Die Große Depression, die die Weltwirtschaft von 1929 bis 1939 schwer traf, betraf auch Kuwaits Handel, insbesondere aufgrund des Rückgangs der Ölexport.
Kuwaits goldene Ära
Die Wirtschaftskrise endete 1939 und brachte den Zweiten Weltkrieg mit sich, doch direkt nach dem Krieg begann eine neue Ära, die den Beginn der goldenen Jahre für Kuwait markierte.
Zwischen 1946 und 1982 erlebte dieses ölreiche Land eine Zeit enormen wirtschaftlichen Erfolgs. Kuwait modernisierte seine wirtschaftlichen Strategien erfolgreich und genoss folglich einen kräftigen Wirtschaftsboom.
Kuwait war stolz darauf, die größten Ölexportgeschäfte im Persischen Golf abgeschlossen zu haben. Darüber hinaus wurde das Land als die am weitesten entwickelte Nation in der Region anerkannt.
Religion
Es überrascht kaum, ein weiteres Land zu finden, das dem islamischen Glauben anhängt, da die Region die Hochburg der muslimischen Religion ist.

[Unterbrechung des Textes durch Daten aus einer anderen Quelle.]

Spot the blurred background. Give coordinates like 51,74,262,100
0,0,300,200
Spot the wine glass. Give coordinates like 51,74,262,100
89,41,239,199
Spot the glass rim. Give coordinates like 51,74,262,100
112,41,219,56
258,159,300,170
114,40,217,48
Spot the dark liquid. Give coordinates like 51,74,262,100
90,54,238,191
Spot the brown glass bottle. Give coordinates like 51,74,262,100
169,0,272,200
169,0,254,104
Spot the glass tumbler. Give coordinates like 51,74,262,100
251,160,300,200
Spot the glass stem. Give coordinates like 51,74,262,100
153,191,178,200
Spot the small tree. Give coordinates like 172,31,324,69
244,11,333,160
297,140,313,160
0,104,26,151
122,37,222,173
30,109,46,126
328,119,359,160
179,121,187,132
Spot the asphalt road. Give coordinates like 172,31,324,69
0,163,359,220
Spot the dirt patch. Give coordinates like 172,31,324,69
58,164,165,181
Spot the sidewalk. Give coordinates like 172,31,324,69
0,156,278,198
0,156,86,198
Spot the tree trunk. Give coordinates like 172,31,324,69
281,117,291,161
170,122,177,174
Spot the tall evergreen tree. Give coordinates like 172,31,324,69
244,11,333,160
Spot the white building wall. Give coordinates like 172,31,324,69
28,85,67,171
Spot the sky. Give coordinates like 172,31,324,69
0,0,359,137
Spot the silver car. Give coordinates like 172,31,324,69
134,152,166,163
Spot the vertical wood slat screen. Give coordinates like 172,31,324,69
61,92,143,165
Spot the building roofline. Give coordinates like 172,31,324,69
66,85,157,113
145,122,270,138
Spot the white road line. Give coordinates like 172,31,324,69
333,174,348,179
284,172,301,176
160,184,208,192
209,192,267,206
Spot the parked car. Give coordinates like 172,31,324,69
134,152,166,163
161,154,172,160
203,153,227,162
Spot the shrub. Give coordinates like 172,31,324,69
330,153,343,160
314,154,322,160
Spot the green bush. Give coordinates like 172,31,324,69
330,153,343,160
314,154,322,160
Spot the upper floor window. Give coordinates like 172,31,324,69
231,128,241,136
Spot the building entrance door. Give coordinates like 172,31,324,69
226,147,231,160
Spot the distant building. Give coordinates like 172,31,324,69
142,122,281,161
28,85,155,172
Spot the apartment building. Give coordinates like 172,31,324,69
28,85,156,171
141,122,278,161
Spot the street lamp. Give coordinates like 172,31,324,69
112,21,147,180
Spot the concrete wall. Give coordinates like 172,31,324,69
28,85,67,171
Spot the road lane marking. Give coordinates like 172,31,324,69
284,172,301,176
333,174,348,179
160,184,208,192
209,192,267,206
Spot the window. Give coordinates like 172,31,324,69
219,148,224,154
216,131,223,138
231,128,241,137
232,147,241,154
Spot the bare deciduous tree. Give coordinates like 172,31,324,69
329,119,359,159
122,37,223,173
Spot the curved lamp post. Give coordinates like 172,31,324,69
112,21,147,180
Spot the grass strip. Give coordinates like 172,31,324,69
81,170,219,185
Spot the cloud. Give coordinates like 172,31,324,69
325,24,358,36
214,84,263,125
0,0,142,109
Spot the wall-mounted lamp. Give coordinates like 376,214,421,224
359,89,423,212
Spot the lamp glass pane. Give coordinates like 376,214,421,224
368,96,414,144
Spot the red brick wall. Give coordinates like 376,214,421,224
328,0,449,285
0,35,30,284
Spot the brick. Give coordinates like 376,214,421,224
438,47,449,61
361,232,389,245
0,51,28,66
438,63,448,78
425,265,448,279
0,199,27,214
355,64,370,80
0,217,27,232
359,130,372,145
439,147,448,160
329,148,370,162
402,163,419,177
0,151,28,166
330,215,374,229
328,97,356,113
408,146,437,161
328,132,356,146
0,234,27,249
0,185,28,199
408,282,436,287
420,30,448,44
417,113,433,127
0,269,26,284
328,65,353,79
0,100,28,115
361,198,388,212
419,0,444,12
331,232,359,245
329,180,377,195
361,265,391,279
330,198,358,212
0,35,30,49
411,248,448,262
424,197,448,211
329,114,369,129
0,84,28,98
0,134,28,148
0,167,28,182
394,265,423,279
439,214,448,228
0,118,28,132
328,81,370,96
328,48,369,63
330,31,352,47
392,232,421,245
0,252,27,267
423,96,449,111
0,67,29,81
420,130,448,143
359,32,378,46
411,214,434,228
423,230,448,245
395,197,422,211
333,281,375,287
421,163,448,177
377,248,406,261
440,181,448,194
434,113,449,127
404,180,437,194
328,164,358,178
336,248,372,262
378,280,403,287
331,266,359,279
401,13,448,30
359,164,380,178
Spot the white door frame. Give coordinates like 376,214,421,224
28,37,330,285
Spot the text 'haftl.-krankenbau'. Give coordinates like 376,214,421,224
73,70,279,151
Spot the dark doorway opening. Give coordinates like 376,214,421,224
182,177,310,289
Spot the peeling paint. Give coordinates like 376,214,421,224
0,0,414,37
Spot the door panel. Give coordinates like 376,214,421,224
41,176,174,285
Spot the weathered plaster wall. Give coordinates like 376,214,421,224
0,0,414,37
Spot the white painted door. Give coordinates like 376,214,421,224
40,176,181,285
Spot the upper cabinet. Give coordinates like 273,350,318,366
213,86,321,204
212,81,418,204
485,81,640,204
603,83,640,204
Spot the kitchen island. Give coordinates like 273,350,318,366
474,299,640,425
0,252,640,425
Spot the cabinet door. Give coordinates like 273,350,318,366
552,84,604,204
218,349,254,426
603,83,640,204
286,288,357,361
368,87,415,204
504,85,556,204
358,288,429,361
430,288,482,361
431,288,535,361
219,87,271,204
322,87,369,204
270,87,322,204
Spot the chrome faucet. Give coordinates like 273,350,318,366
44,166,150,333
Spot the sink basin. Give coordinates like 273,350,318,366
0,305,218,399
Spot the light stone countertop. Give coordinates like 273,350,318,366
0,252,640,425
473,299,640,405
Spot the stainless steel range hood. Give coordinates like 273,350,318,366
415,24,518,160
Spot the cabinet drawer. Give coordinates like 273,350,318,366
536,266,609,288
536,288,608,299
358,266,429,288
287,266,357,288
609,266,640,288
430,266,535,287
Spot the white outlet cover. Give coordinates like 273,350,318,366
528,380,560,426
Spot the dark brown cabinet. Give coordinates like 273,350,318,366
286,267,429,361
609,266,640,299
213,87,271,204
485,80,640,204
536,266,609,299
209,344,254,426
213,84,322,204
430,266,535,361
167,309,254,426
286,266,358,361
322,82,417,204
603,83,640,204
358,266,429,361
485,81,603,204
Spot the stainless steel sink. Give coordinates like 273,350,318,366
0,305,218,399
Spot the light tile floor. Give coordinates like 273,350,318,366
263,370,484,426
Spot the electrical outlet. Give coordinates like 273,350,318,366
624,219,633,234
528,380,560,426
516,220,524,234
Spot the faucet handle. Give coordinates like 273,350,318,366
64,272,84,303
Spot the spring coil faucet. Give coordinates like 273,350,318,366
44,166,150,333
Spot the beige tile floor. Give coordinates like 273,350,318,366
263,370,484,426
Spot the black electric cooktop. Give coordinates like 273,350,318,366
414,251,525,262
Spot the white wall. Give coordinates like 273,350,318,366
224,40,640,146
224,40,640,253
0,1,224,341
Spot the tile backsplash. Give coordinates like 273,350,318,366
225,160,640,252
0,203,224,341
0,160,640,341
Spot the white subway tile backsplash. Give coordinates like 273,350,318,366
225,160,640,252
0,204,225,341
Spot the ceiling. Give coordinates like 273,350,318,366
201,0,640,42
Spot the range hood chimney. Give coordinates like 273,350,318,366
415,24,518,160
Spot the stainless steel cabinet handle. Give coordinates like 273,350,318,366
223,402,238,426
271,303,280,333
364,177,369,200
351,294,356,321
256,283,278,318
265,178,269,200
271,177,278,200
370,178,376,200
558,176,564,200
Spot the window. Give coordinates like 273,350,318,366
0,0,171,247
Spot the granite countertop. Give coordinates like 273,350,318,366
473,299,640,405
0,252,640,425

Kuwaits offizielle Religion** ist der sunnitische Islam**, jedoch bekennt sich ein kleiner Teil der Bevölkerung zu anderen Religionen wie dem Christentum, dem Hinduismus und dem Buddhismus.
Moderne Wirtschaft
Ähnlich wie andere einkommensstarke Staaten im Nahen Osten mit reichen Ölreserven verfügt Kuwait über eine wohlhabende, ölgestützte Wirtschaft. Der kuwaitische Dinar hat derzeit den höchsten Wert der Welt, wodurch das Pro-Kopf-BIP des Landes das 27-größte weltweit ist. Wirtschaftsberichte zeigen, dass Kuwait auch über die sechstgrößten Ölreserven der Welt verfügt.
Dank seines wirtschaftlichen Wohlstands genießt Kuwait eine Spitzenposition bei der Lebenserwartung, Ernährungssicherheit, Bildungsstabilität und der Erwerbsbeteiligung von Frauen, was bedeutet, dass Frauen im Vergleich zu anderen Nachbarländern mehr Privilegien genießen. Wie bekannt ist, kann der Staat seinen Bürgern Leistungen von der Geburt bis zum Tod gewähren, was eine bedeutende Errungenschaft für jeden bestehenden Staat der Welt darstellt.
Fazit
Kuwait verfügt über eine wohlhabende, erdölbasierte Wirtschaft dank seiner reichen Ölreserven. Mit diesem Reichtum einher gehen eine hohe Lebenserwartung, ein kostenloses Bildungssystem und eine stabile Wirtschaft.
Es ist beeindruckend, dass Kuwait einst ein Fischerdorf war und eines der kleinsten Länder der Welt ist, sich jedoch zu einer beeindruckenden Wirtschaft entwickelt hat, die es verdient, als das moderne Marseille des Persischen Golfs bezeichnet zu werden.